Graziani felt what was almost relief. The responsibility would be over. “In that case, I surrender,” he said finally.
“No,” Obersturmbannfuehrer Strudel snapped, and lifted his pistol. Time seemed to slow down as he pointed it at Graziani, his finger tightening on the trigger, and then the strange soldier fired his weapon. Obersturmbannfuehrer Strudel fell back, a neat hole appearing in the back of his head.
“I accept your surrender,” Wavell said. “Please, have your men parade, so we can handle this with a little dignity.”
10 Downing Street
London, United Kingdom
24th July 1940
Hanover examined the map with considerable interest as the computer updated it. The armoured columns were advancing at a considerable rate, supported by naval gunfire and Marine raids from the sea. The Italians simply could not muster any resistance; Tripoli was screaming to be allowed to surrender after the Warspite had shelled the city and its defences. With supply lines cut, quite firmly, the Italians were going to lose and knew it. Even the brutal air raids on Britain were seeming to slack off, giving the RAF some much-needed respite.

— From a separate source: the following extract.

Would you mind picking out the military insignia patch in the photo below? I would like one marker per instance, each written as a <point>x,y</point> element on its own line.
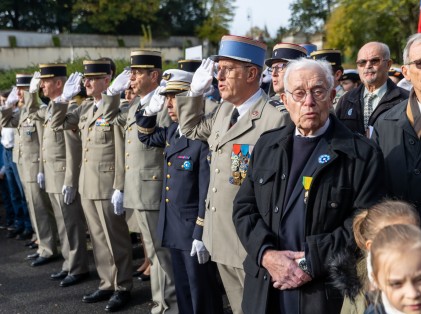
<point>240,157</point>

And then, Algeria – or French North Africa as its called here, he thought, and smiled. It wouldn’t be long before the fields of Libya and Algeria were teeming with crops, thanks to an imported genuine 2015 desalination plant; one had already been moved to Egypt to make the desert bloom. The British forces in the field would never have to worry about shortage of water again, nor would Egypt need to build costly dams, like the one the Israelis had blown open in 2010.
We’ll have to set up a council of local dignitaries, he thought, reading through the papers from the Oversight Committee. Avoiding the debacle that had followed the historical invasion of North Africa would be important; ensuring that the Africans were allies would be even more important. The prospect of a British-allied Africa, developed to 2015 standards, would solve many of the world’s problems. Proper government would solve so much; a ten-year plan to develop and then leave them as independent nations; the expatriates from Britain had already showed an interest in working to avoid Africa’s slow slide into chaos.
“Prime Minister?” His assistant said. She’d been appointed by Smith and he hadn’t bothered to replace her. “You have an important telephone call from Ambassador Heekin. Sir, apparently something’s gone very wrong in Ireland.”